Später lässt er Kunstblut aus seinem Mund rinnen, während er ein donnerndes Bass-Intermezzo spielt. An Seilen festgeknüpft wird Simmons auf eine Plattform unterhalb des Hallendachs gezogen und singt von dort das schleppende „God of Thunder“, während ihm, umgeben von glühendem Scheinwerferlicht, der Schweiß über die wasserfeste Schminke fließt. Im Gegensatz dazu ist Tommy Thayers Auftritt fast schon zurückhaltend. Immerhin darf er im schwarzen Ganzkörperanzug Funken aus seinem Gitarrenkopf schießen.

Musikalisch gibt es einen Querschnitt durch das mit 20 Alben äußerst umfangreiche Schaffen der Band aus New York. „I Love It Loud“ eignet sich bestens zum Mitsingen und ist ein echter Partyhit.

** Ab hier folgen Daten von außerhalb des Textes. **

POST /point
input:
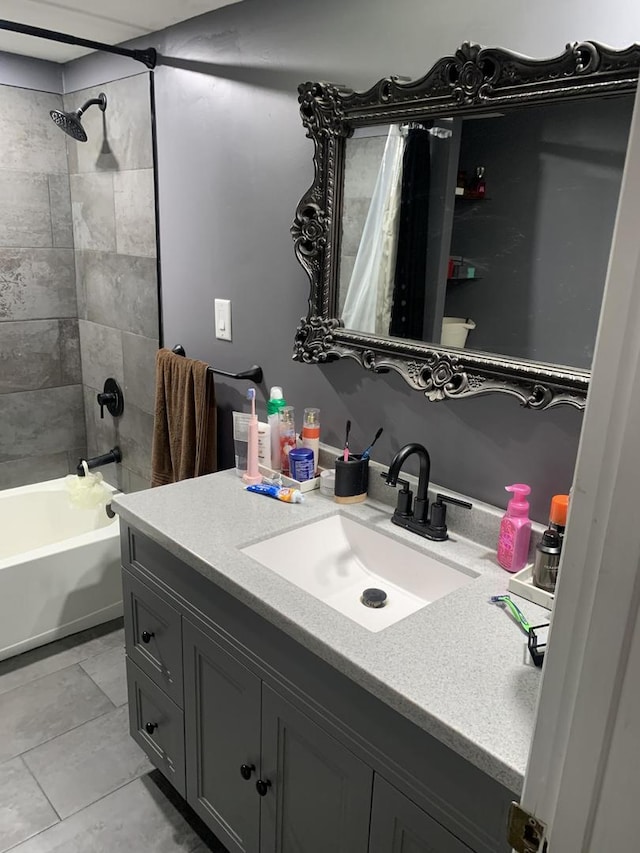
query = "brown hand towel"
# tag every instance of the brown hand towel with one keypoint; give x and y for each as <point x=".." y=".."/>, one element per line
<point x="184" y="430"/>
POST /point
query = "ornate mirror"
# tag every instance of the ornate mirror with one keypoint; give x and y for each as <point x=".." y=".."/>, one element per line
<point x="458" y="227"/>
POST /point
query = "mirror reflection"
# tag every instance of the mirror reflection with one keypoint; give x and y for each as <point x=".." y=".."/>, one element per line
<point x="490" y="232"/>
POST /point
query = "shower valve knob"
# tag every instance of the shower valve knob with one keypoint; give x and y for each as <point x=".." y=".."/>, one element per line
<point x="111" y="396"/>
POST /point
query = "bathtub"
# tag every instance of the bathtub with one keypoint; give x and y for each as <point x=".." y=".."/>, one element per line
<point x="59" y="567"/>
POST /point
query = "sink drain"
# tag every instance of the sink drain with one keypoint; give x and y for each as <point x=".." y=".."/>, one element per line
<point x="374" y="597"/>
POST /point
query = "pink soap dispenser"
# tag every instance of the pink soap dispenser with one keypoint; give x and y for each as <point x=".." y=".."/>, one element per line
<point x="515" y="530"/>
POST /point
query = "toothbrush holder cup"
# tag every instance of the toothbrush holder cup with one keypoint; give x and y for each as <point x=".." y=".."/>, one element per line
<point x="352" y="479"/>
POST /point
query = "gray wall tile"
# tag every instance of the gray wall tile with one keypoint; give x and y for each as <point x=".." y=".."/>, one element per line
<point x="133" y="482"/>
<point x="135" y="213"/>
<point x="135" y="431"/>
<point x="93" y="212"/>
<point x="101" y="354"/>
<point x="70" y="367"/>
<point x="120" y="291"/>
<point x="120" y="138"/>
<point x="139" y="356"/>
<point x="29" y="355"/>
<point x="60" y="201"/>
<point x="37" y="284"/>
<point x="24" y="809"/>
<point x="35" y="423"/>
<point x="29" y="140"/>
<point x="25" y="220"/>
<point x="33" y="469"/>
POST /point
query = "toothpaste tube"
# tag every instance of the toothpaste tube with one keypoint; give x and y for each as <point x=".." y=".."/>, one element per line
<point x="292" y="496"/>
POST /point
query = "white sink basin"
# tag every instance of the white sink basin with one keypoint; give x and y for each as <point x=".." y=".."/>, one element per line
<point x="337" y="558"/>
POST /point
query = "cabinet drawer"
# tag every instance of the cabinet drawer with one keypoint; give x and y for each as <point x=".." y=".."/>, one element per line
<point x="157" y="725"/>
<point x="153" y="636"/>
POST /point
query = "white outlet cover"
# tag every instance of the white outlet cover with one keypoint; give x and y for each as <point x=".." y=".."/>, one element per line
<point x="223" y="319"/>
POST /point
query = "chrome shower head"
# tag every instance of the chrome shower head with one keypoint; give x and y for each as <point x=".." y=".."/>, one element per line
<point x="71" y="122"/>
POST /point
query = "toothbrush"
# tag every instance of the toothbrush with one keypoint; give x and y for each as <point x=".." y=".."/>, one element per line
<point x="252" y="474"/>
<point x="518" y="615"/>
<point x="367" y="452"/>
<point x="345" y="455"/>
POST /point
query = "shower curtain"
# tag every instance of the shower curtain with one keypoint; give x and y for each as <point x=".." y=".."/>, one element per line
<point x="367" y="306"/>
<point x="409" y="276"/>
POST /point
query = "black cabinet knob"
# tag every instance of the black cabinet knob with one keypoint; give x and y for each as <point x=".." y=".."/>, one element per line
<point x="262" y="786"/>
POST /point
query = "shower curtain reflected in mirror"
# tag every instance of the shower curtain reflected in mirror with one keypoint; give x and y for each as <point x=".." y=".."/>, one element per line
<point x="369" y="297"/>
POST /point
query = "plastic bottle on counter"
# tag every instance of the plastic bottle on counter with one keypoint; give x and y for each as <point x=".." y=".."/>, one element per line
<point x="311" y="434"/>
<point x="275" y="404"/>
<point x="515" y="530"/>
<point x="558" y="514"/>
<point x="287" y="437"/>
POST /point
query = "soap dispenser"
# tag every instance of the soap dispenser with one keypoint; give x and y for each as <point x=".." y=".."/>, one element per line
<point x="515" y="530"/>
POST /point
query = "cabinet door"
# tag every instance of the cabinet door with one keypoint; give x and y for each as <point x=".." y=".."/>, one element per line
<point x="399" y="826"/>
<point x="222" y="733"/>
<point x="320" y="794"/>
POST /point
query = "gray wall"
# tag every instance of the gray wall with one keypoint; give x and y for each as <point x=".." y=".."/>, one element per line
<point x="41" y="413"/>
<point x="30" y="73"/>
<point x="112" y="195"/>
<point x="233" y="164"/>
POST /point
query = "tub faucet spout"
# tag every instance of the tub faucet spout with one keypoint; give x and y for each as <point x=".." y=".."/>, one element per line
<point x="113" y="455"/>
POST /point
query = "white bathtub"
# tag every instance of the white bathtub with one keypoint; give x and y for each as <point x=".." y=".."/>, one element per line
<point x="59" y="567"/>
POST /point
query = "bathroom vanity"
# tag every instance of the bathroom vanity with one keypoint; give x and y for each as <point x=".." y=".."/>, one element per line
<point x="286" y="725"/>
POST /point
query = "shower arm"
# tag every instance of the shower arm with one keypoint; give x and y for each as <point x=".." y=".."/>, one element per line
<point x="148" y="56"/>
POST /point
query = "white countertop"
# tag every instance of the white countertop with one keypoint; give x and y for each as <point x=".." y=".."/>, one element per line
<point x="459" y="668"/>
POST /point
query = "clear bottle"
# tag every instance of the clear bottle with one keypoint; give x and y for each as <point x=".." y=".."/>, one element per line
<point x="311" y="434"/>
<point x="275" y="403"/>
<point x="287" y="437"/>
<point x="515" y="530"/>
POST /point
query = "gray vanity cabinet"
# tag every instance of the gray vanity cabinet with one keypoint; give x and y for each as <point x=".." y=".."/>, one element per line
<point x="276" y="750"/>
<point x="222" y="735"/>
<point x="321" y="797"/>
<point x="261" y="774"/>
<point x="399" y="826"/>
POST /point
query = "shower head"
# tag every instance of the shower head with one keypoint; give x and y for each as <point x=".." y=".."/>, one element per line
<point x="71" y="122"/>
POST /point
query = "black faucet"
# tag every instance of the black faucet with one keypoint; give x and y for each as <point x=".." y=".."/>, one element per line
<point x="412" y="515"/>
<point x="113" y="455"/>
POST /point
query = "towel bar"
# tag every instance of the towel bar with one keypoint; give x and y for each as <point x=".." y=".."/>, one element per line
<point x="253" y="374"/>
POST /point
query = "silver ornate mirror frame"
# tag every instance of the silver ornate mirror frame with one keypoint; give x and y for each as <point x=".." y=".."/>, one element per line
<point x="474" y="79"/>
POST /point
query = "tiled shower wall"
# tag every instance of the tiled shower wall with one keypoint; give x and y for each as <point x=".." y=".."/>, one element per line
<point x="113" y="207"/>
<point x="42" y="430"/>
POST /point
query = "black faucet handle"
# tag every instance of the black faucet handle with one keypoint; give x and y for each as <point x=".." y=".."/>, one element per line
<point x="444" y="498"/>
<point x="438" y="520"/>
<point x="405" y="496"/>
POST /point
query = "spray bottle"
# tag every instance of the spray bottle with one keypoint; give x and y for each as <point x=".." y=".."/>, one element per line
<point x="515" y="530"/>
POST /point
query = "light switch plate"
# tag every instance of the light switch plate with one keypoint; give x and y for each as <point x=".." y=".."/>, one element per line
<point x="223" y="319"/>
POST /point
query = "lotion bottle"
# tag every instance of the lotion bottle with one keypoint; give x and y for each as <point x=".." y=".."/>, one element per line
<point x="515" y="530"/>
<point x="275" y="405"/>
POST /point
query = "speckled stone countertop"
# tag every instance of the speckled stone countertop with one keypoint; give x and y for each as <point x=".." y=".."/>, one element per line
<point x="458" y="668"/>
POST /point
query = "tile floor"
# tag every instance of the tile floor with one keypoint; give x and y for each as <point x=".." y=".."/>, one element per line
<point x="71" y="778"/>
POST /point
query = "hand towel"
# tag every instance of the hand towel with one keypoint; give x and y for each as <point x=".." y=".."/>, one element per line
<point x="184" y="431"/>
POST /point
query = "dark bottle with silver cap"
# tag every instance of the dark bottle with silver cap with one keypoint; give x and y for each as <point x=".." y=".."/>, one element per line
<point x="545" y="568"/>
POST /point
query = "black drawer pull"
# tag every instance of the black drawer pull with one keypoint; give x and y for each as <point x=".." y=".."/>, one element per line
<point x="262" y="786"/>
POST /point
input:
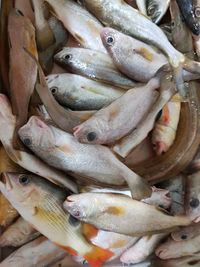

Skandieren lässt sich auch bei „Flaming Youth“ hervorragend. „Crazy Crazy Nights“ bietet grandiose Ohrwurmqualitäten, „Say Yeah“ ist klassischer Glamrock und „Black Diamond“ eine starke Hymne. Und selbstverständlich gibt es mit „Rock And Roll All Nite“ und „I Was Made for Lovin‘ You“ auch die beiden größten Hits der Band zu hören.

Zum großen Finale fahren Kiss gigantische Geschütze auf: Aus vollen Rohren werden tonnenweise Papierschnipsel und Girlanden in die Menge geschossen. Es brennt und knallt an allen Ecken und Kanten. Simmons und Thayer besteigen Körbe und fahren von Kranarmen getragen über die Köpfe der Zuschauer im Innenraum hinweg. Und am Schluss zerschlägt Paul Stanley dann noch seine Gitarre. Das ist Rock ‘n‘ Roll! Yeah!